Few episodes capture the emotional rollercoaster of the Tour more powerfully than what happened to Thibaut Pinot in 2019. It was a moment that began in triumph and ended in tears, yet remains seared into cycling history—not for what he won, but for what was so cruelly taken away.
The rise
When the Tour hit the Pyrenees in Stage 14, Thibaut Pinot soared. He launched a devastating attack on the Col du Tourmalet, one of the Tour’s most legendary climbs, and left all his GC rivals behind. With the French crowds roaring and the finish line in sight, Pinot raised his arms in triumph.
It wasn’t just a stage win. It was a signal: he was the strongest climber in the race. For the first time in decades, France had a genuine contender for overall victory. Pinot, so often fragile and unlucky, looked unbreakable.
By the end of the Pyrenean stages, he had climbed to 5th overall, just seconds off yellow. The Alpine stages loomed, and the dream was alive.
The injury
But then came Stage 19—the Alps, the high altitude, and, inexplicably, the end.
Early in the stage, cameras showed Pinot grimacing in agony, his left leg stiff and unresponsive. He was seen talking to his team car, then dropping back from the peloton. At first, it seemed like a minor incident. Then came the shot: Pinot, crying on the bike, struggling to pedal, pulled to the roadside.
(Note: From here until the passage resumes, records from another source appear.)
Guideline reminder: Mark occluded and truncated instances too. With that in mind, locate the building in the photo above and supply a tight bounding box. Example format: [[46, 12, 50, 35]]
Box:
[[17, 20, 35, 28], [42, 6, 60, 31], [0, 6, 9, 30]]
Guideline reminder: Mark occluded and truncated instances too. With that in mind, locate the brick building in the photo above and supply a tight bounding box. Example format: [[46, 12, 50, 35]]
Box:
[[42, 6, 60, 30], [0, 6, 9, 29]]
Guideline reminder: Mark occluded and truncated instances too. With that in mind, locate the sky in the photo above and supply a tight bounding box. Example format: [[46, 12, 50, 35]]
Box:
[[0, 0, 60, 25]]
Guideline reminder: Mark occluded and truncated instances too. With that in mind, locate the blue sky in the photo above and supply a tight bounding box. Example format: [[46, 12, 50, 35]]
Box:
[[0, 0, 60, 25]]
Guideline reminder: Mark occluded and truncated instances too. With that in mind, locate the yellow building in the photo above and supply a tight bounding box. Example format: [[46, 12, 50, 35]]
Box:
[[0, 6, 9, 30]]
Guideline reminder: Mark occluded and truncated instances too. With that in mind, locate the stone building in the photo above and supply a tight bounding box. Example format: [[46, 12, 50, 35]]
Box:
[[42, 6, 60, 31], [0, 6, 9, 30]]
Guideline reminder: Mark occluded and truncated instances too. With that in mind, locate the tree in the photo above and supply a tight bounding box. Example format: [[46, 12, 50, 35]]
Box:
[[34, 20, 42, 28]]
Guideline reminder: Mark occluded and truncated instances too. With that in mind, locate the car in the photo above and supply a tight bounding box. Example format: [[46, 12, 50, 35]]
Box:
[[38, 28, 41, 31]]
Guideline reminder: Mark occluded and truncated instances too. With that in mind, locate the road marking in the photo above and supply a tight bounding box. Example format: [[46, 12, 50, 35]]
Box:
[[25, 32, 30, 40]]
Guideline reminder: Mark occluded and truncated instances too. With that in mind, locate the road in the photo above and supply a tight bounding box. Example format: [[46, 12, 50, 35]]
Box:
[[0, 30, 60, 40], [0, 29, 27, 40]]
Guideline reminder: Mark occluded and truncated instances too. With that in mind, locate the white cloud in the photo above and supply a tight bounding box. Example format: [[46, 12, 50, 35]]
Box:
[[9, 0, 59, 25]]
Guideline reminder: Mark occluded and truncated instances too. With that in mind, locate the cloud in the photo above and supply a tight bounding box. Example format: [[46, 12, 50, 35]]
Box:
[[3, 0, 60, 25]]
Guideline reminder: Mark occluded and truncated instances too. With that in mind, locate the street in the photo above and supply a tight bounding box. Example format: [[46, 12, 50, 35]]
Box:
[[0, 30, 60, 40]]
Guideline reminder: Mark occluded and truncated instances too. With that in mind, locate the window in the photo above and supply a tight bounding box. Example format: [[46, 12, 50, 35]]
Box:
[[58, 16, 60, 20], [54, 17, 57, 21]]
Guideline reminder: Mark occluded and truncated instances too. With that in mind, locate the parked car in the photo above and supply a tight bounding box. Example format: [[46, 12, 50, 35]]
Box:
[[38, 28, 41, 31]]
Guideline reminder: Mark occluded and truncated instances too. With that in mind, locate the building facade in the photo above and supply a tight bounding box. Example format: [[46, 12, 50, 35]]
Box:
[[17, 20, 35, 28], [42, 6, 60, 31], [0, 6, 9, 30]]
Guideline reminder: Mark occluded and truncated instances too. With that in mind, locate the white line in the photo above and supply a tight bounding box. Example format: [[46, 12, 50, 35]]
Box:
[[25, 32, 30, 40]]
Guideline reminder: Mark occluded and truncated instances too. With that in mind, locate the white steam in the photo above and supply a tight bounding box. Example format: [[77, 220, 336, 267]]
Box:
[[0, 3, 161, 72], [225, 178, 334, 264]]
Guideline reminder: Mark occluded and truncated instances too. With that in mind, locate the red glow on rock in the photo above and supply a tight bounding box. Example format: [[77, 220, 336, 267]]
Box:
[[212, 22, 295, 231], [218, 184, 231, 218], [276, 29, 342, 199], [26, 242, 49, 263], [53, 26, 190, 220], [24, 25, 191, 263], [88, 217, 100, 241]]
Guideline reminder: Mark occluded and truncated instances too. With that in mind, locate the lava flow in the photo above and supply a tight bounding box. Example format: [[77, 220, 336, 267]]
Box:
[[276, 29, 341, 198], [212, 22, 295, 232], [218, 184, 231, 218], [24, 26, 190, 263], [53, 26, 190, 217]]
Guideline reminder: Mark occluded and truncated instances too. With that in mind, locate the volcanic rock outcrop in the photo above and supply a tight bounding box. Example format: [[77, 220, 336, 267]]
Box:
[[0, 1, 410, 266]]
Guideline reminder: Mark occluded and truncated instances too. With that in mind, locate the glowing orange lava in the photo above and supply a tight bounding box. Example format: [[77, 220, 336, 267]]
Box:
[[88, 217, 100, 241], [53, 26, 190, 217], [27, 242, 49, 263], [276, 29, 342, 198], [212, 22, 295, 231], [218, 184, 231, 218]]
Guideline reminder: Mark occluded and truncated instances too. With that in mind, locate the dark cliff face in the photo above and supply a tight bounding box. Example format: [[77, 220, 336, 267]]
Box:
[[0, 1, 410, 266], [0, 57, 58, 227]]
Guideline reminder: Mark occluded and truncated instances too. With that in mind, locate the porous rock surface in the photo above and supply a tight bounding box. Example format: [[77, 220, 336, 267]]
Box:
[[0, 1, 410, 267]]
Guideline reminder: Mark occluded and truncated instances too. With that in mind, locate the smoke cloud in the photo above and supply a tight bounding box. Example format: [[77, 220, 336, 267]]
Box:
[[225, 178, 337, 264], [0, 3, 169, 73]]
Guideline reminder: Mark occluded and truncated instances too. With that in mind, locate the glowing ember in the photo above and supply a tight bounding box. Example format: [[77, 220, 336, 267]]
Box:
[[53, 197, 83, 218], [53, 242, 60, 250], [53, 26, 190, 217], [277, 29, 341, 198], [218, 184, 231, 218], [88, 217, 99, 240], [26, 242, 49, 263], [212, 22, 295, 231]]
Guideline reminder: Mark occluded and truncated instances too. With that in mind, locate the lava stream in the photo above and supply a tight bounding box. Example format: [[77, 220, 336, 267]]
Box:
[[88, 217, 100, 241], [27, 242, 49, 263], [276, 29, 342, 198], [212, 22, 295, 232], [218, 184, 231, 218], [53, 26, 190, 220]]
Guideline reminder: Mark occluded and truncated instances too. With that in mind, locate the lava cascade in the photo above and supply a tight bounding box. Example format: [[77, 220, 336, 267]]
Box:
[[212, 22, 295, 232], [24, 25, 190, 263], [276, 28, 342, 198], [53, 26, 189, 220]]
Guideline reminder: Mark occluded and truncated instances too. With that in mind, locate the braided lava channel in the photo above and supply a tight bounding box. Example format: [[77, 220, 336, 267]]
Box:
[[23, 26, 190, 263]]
A torn muscle in his thigh, reportedly triggered by a minor impact the day before, had turned fatal to his Tour ambitions. He tried to continue, but it was futile. His face said everything.
Within moments, he stepped off the bike, collapsed into the arms of his soigneur, and abandoned the race. The team car doors closed on him—and on France’s greatest hope in years.
Why It broke us all
It wasn’t just that Pinot quit the Tour. It was when and how he quit. He had never looked stronger. The Tour was wide open. He had the legs, the form, the belief. For once, luck and Pinot seemed to be on the same team.
And then it was gone. In a single stage, a single tendon, a single twist of fate.
What made it so powerful was Pinot’s humanity. He wasn’t stoic. He didn’t hide his pain. He cried, and we cried with him. It felt like a Shakespearean fall—beautiful, dramatic, and unbearably cruel.
Not just a rider
Pinot has always been more than just a cyclist. He’s the emotional heart of the peloton. He wears his feelings on his sleeve, suffers openly, wins with wonder, and loses with despair. His 2019 withdrawal didn’t weaken his legacy—it cemented it.
It reminded fans why we watch the Tour. Not just for the winners, but for the stories. The ones that sting. The ones that live on.